Kenny Raha, par ailleurs enseignant à la faculté de médecine de l’Université évangélique en Afrique de Bukavu (RDC), insiste sur le fait que l’accès aux traitements de fertilité est un besoin dans les pays africains où l’enfant a une place de choix.

« Les soins de fertilité sont un problème non seulement de santé publique mais aussi un problème social et économique. Lorsque deux personnes se sont mariées et qu’elles n’arrivent pas à avoir des enfants, cela créé des discordances au niveau du couple et de leurs familles respectives », corrobore Léa Babone, président de la société civile santé en RDC.

Le rapport de l’OMS note que l’infertilité est provoquée principalement par des anomalies dans le système reproductif de l’homme ou de la femme, en plus de l’âge avancé et des infections, particulièrement les infections sexuellement transmissibles.

« Elle est l’incapacité d’avoir une grossesse pour un couple qui est sexuellement actif sans contraception. Mais actuellement, la notion de l’âge entre en compte. Pour des jeunes couples de moins de trente ans on va dire qu’il y a un problème de fertilité s’il y a l’intervalle de deux ans », explique Kenny Raha.

« Entre trente et trente-cinq ans, c’est après une année qu’on peut s’inquiéter. Entre trente-cinq et quarante ans, c’est après six mois. Au-delà de quarante ans, c’est immédiatement qu’il faut trouver une solution », ajoute l’universitaire.

Prévention

Et Gitau Mburu d’ajouter que « l’un des vides significatifs que nous avons est que la prévention, le diagnostic et le traitement de l’infertilité dans plusieurs pays et régions, y compris en Afrique, ne sont pas adéquats ».

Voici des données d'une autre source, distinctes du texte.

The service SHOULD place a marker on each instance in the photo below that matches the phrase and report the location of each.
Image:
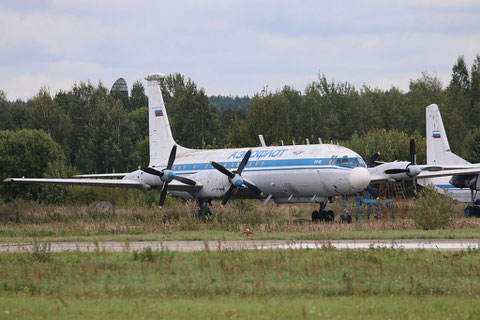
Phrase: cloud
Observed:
(233, 47)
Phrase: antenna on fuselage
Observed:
(262, 140)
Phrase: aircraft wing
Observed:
(443, 173)
(375, 178)
(101, 175)
(85, 182)
(118, 183)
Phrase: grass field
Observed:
(295, 284)
(24, 221)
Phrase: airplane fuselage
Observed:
(291, 174)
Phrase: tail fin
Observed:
(160, 133)
(438, 149)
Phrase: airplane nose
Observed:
(359, 178)
(414, 171)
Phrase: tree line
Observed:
(93, 130)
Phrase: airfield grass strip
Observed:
(240, 307)
(161, 274)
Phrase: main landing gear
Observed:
(345, 217)
(204, 210)
(473, 210)
(322, 215)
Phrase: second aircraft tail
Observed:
(438, 148)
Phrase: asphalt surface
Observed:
(129, 246)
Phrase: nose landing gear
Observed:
(322, 215)
(473, 210)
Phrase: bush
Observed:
(432, 210)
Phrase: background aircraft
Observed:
(284, 174)
(464, 187)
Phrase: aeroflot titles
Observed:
(259, 154)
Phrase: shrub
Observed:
(432, 210)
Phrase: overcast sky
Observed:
(232, 47)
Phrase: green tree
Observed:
(195, 121)
(26, 153)
(471, 146)
(460, 79)
(109, 147)
(138, 119)
(48, 116)
(392, 145)
(138, 98)
(15, 118)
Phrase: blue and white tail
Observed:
(160, 134)
(438, 148)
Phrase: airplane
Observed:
(313, 173)
(463, 188)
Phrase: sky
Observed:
(232, 47)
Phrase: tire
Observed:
(330, 216)
(476, 211)
(349, 219)
(322, 215)
(469, 211)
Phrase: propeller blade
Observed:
(185, 180)
(372, 159)
(152, 171)
(372, 191)
(413, 152)
(433, 168)
(395, 171)
(223, 170)
(227, 195)
(171, 159)
(244, 161)
(163, 195)
(253, 187)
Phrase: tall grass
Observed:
(34, 220)
(323, 272)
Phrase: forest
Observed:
(89, 129)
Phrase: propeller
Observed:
(167, 175)
(372, 159)
(369, 163)
(235, 177)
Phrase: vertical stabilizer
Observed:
(438, 148)
(160, 134)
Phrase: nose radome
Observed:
(414, 171)
(359, 178)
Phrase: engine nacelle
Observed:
(470, 181)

« Le niveau de prévention, de diagnostic et de traitement que nous voyons est faible et dans plusieurs endroits, le traitement est disponible dans le secteur privé et pas vraiment disponible dans le secteur public », insiste-t-il.

Le rapport de l’OMS montre que dans de nombreux contextes aux ressources limitées, comme l’Afrique subsaharienne, l’infertilité est souvent négligée en raison de nombreux besoins de santé concurrents, ainsi que des taux de fécondité relativement élevés et des familles nombreuses.Des facteurs qui peuvent non seulement masquer l’infertilité dans les populations, mais qui peuvent aussi avoir eu pour effet de dissuader le financement public du traitement de l’infertilité

Pour Gitau Mburu, en plus d’accorder une priorité aux problèmes d’infertilisé dans les ministères de la Santé, « il ne faut pas stigmatiser l’infertilité parce que dans plusieurs endroits, elle est stigmatisée. Notre rapport indique le besoin de politiques et stratégies pour aider à prévenir, diagnostiquer et traiter l’infertilité ».

En outre, Léa Babone plaide pour le renforcement des mesures au niveau des programmes nationaux de la santé de la reproduction.